KhronosGroup / NNEF-Tools

The NNEF Tools repository contains tools to generate and consume NNEF documents
https://www.khronos.org/nnef
222 stars 57 forks source link

Inception v3 TF model is not converted #139

Closed dvorotnev closed 3 years ago

dvorotnev commented 3 years ago

I try to convert the Inception v3 model in NNEF model zoo from TF to NNEF with the following commands:

wget https://storage.googleapis.com/download.tensorflow.org/models/tflite/model_zoo/upload_20180427/inception_v3_2018_04_27.tgz
tar -xf inception_v3_2018_04_27.tgz
python -m nnef_tools.convert --input-format=tf --output-format=nnef --input-model=./inception_v3.pb --output-model=model.nnef --input-shapes='{"input": (1,299,299,3)}'

But after refactoring of NNEF Tools, the model is not converted with a message:

Conversion for operation type(s) 'Shape' is not implemented

This can be resolved with a following custom-converters script according to the TF documentation:

from nnef_tools.conversion import Transform

CUSTOM_TRANSFORMS = {
    'Shape':
        Transform(
            type='constant',
            outputs='!O[0]',
            attribs={
                'shape': '!list([I[0].rank])',
                'dtype': '!out_type',
                'value': '!ensure_list(I[0].shape)',
            }
        ),
}

But I think, that it is better to add a conversion support of the Shape operation in the tf_to_nnef converter.

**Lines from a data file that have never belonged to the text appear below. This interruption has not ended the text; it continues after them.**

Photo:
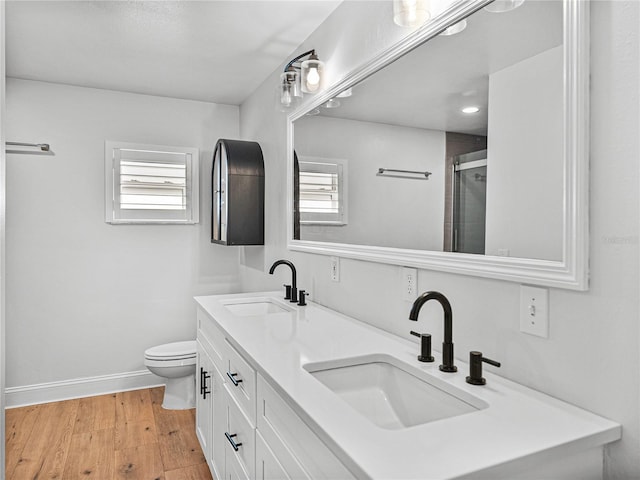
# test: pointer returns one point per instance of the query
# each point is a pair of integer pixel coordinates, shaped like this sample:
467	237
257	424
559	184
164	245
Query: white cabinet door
204	400
267	465
220	425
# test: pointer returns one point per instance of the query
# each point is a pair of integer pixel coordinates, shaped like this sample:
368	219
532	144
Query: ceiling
217	50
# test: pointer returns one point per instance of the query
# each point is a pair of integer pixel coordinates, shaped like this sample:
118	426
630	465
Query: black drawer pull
234	380
233	444
204	391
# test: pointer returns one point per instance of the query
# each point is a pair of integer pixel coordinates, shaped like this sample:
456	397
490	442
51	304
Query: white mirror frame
572	271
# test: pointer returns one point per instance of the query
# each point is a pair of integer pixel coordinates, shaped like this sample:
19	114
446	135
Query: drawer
241	381
234	470
240	438
209	331
280	466
290	438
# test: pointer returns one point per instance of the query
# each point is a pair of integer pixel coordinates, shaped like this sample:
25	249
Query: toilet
176	363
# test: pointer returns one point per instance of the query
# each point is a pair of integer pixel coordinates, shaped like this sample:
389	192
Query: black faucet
447	345
291	292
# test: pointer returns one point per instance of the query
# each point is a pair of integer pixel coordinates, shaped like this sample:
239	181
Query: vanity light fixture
308	77
410	13
501	6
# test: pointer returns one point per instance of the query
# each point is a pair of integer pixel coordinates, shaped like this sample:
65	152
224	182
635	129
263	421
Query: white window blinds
322	191
151	184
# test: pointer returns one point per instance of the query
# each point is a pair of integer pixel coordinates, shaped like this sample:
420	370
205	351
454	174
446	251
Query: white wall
2	237
591	358
525	105
379	207
84	298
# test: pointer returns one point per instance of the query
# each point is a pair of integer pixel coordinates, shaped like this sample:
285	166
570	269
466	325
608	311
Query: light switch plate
409	283
335	269
534	311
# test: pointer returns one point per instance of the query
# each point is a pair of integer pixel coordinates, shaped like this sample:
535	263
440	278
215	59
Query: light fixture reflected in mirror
310	79
410	13
312	73
288	95
500	6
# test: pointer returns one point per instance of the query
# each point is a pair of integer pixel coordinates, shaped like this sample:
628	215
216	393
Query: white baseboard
79	387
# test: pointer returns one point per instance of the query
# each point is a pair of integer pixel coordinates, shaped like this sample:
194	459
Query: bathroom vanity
305	392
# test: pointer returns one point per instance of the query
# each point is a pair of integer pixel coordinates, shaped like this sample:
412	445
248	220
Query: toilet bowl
176	363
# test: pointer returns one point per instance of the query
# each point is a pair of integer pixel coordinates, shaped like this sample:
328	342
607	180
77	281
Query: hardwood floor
126	435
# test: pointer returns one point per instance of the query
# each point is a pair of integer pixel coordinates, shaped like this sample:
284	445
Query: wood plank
194	472
96	413
45	452
91	456
135	434
19	423
140	463
65	440
177	439
134	406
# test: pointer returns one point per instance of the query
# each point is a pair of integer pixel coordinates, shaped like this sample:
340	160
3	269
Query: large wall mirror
463	152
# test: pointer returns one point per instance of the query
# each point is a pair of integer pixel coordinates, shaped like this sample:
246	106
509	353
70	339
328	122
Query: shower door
469	202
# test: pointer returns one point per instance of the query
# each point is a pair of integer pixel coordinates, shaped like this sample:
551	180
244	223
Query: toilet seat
172	352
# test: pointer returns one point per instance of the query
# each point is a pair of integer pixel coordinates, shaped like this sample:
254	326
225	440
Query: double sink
386	391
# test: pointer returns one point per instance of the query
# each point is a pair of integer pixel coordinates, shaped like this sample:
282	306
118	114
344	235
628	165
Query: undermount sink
389	394
256	306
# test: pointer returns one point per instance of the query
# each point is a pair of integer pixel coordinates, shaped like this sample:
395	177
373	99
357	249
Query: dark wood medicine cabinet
237	183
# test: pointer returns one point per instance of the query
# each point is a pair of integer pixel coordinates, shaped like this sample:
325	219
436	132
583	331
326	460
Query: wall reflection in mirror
481	110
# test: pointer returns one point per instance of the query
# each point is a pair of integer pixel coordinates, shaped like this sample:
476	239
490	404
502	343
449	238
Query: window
323	191
150	183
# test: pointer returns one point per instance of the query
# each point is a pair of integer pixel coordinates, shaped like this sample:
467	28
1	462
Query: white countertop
518	423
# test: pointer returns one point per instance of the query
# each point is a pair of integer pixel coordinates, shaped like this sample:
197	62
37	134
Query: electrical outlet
409	283
335	269
534	311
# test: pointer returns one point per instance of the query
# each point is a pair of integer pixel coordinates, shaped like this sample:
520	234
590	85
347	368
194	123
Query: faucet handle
294	295
475	368
425	346
302	294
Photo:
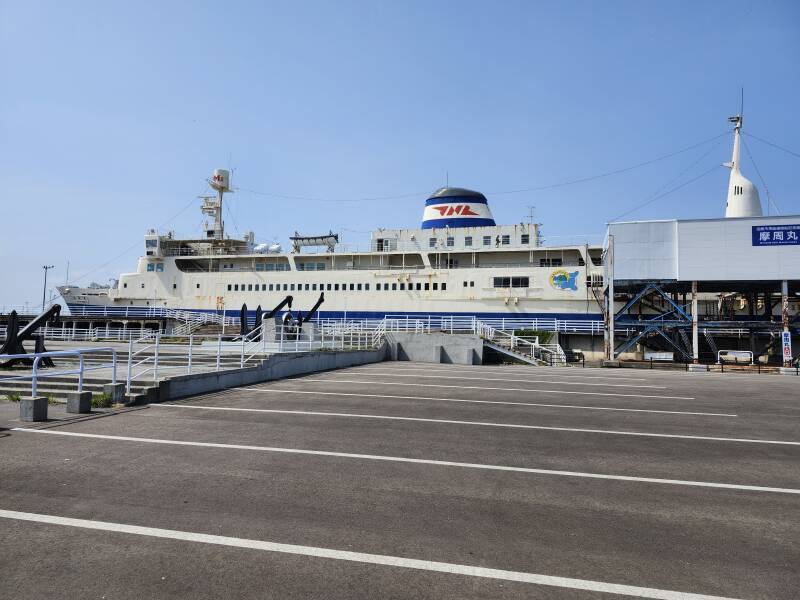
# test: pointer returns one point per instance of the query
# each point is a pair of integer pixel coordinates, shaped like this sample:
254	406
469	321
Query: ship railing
35	375
186	316
464	323
155	355
453	323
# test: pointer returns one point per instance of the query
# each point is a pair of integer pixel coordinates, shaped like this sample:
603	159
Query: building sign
564	280
776	235
787	346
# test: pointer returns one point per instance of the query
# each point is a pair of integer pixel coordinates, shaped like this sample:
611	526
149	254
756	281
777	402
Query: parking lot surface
409	480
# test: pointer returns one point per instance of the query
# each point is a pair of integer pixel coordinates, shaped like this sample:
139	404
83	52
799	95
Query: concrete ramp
513	354
435	347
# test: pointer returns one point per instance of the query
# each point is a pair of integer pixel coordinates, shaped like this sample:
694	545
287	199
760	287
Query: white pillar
609	272
787	361
695	347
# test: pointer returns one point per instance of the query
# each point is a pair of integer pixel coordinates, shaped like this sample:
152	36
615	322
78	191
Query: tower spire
743	200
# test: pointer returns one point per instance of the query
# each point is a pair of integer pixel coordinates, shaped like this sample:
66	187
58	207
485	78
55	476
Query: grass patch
102	400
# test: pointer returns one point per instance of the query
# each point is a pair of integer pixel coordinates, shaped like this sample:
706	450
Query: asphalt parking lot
408	480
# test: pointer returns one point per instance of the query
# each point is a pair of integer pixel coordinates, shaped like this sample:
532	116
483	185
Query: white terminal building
699	287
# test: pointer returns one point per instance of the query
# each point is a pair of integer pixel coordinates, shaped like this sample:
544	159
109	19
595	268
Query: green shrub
101	400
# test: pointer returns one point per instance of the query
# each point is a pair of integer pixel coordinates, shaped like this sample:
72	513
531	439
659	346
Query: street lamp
44	289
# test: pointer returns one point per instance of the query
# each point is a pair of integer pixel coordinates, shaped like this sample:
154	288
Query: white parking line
418	461
370	373
572	406
472	387
481	424
476	369
360	557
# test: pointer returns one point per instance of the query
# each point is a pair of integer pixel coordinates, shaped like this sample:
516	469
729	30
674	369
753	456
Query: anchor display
15	337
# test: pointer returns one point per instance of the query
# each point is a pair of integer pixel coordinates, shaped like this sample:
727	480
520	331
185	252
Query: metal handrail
79	352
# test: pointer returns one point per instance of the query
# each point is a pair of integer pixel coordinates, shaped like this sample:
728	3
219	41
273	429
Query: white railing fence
35	375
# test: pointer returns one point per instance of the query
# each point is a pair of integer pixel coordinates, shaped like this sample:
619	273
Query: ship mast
220	181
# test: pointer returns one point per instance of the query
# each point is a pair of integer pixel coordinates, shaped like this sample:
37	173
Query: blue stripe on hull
332	314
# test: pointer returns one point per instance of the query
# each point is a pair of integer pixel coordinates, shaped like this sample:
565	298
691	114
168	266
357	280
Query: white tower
743	200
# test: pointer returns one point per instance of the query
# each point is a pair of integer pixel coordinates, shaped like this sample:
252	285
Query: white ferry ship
459	262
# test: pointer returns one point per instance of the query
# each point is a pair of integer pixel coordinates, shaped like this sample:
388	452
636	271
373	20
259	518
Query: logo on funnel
459	209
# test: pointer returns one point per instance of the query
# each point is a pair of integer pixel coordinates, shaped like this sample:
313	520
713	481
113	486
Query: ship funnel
221	180
456	207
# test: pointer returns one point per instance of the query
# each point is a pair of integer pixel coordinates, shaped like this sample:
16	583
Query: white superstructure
459	262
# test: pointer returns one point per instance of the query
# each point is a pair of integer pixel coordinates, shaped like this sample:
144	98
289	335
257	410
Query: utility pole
44	289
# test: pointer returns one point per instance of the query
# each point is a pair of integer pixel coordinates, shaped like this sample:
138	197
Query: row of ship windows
159	267
500	240
498	282
313	287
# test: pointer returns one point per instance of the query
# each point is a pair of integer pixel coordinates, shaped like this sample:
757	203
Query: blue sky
113	114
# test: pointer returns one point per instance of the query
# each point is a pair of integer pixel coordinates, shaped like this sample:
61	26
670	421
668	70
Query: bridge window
502	282
550	262
519	282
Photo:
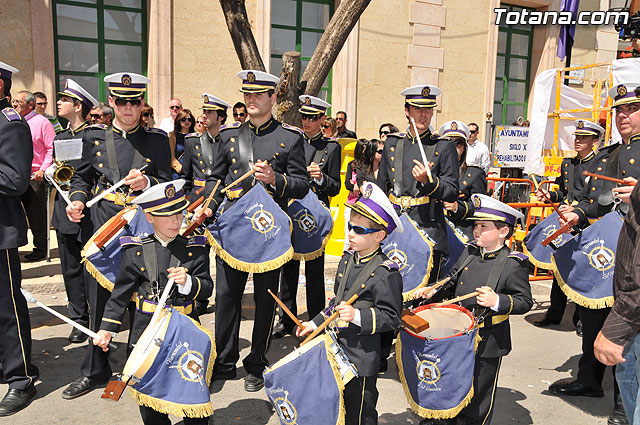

gyenesvi commented 3 years ago

This is not the right way to solve this, since converting shapes (and subsequent computation on those shapes) to constants is more complicated and only possible if the network actually has static shapes (could be dynamic as well).

However, the converter has the --fold-constants option, which should do exactly this, did you try that? It will only work if the input nodes of the network has static shapes (no None-s), or you explicitly supply static shapes in place of dynamic ones with the --input-shapes option. Let me know if that works as expected.

dvorotnev commented 3 years ago

With the --fold-constants flag the model is converted well. Thank you!